Sunday, 5 December 2010

The X Factor:

Four glorious warriors, according to Dermot. I make it nine mediocre singers.
Alexandra Burke is one lucky SOB because she would never have won it this year. I think she needs to reinvestigate getting a fringe, as she's looking a bit Ant McPartlin.
She's flying! Who does she think she is, Jesus Christ? We need Jarvis Cocker to sort this uppity bitch out. Rubbish song, too.
Where's the medley by the contestants? I don't get this Glee thing. It feels like their mics broke for about 30 seconds in the middle of that song. It seemed like no one was singing for a very long time. I don't know anything about Glee except that one in the wheelchair is not really in a wheelchair, and they should have given that job to an actor in a wheelchair. They all look fucking punchable. Lord, what a racket.
Louis and Dannii sneaking back from a cheeky... what?! They don't smoke.
I think the Black Eyes Peas might be one of my most hated bands of all time. Every single song they have sets my teeth on edge.
OMG- is this actually happening? I actually lost the power of speech for a minute there. This sample does not go with this other song. The whole thing is so utterly tuneless, it's melting my brain. I feel like I just took some really bad drugs; like hammers and spanners bad.
Anyway, enough of that self-indulgent old clap trap. On with the results (!)
LOL to Simon's face when One Direction went through.
Boo, wish it was Cher who was safe. Cher should do 'I am what I am'. Or 'I am whatever you say I am'. One or the other.

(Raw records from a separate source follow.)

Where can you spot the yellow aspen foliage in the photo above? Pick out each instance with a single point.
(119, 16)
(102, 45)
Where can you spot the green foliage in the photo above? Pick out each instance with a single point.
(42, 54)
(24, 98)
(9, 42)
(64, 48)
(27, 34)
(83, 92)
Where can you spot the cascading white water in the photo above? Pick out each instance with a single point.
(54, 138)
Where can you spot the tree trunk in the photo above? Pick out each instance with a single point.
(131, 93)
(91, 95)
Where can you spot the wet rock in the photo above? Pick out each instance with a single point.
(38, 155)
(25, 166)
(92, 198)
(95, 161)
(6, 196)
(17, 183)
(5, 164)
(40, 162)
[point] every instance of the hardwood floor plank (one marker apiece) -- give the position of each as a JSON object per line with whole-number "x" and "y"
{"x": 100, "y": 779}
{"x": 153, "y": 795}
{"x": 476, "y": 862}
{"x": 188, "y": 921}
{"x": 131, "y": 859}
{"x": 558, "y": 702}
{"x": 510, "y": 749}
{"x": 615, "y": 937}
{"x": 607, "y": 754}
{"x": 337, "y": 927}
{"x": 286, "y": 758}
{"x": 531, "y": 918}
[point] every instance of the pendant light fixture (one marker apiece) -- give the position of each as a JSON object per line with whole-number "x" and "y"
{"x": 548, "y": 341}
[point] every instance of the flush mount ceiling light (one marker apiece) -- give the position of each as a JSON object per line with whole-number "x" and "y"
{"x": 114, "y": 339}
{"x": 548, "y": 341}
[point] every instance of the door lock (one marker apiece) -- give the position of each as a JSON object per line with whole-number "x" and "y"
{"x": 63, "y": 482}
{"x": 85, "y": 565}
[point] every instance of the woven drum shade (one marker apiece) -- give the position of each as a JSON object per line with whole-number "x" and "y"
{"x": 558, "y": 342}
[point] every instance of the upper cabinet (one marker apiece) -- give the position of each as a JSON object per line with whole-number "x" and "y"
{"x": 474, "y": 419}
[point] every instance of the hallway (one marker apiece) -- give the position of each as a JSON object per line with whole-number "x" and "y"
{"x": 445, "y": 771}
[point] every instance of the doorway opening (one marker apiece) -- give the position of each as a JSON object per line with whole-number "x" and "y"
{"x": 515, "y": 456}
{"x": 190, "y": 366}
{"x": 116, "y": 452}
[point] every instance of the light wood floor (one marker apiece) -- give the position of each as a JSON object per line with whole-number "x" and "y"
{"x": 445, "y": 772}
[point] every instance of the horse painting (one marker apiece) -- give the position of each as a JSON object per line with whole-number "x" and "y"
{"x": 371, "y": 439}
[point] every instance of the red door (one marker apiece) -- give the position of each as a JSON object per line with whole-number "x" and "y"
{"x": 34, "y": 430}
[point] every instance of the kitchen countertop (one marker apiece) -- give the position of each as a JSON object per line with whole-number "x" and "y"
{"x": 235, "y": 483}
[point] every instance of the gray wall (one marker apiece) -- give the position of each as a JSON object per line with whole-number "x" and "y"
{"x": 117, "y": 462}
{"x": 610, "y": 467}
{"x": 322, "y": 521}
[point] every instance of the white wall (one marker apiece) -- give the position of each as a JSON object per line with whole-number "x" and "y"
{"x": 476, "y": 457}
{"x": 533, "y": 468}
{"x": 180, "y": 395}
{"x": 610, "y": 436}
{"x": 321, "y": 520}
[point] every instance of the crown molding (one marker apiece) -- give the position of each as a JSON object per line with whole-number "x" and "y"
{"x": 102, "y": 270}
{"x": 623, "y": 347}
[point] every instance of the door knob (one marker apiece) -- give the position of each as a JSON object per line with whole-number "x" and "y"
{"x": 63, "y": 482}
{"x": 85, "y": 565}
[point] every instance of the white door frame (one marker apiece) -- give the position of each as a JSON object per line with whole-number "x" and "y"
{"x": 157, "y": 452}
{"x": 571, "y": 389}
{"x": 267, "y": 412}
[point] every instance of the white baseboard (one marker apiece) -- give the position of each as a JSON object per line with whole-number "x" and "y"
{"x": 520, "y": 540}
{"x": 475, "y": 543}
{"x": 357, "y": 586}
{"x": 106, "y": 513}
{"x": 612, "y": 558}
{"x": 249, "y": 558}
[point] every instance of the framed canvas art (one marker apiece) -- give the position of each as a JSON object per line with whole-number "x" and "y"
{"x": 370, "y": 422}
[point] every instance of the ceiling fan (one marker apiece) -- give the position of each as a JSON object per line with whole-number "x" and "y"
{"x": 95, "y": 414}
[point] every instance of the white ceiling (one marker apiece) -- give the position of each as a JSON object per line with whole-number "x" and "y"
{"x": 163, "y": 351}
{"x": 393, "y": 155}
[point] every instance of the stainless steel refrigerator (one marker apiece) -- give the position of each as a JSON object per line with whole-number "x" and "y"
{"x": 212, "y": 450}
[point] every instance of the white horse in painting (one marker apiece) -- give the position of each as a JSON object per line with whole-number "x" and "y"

Mary's got to go. I think she's ready to roll. She seemed confident. I think she's done her best, but no megastar want to team up with her next week. Who would they get, Michael Buble?
Why is Cher doing Britney? That's not very gangsta. She looks like she's blubbing. This sounds like a ballad to me- she poo-pooed ballads yesterday. This song blows. bless her, though, she's like a little sparrow.
Louis, who is the act you're SENDING THROUGH TO THE FINAL, FFS. Don't you understand English? Mind you, why change the rules at this stage. It makes no sense.
Simon will save Cher, I'm sure. And so it was.
I'm sure there's not normally four in the final. Cher FTW.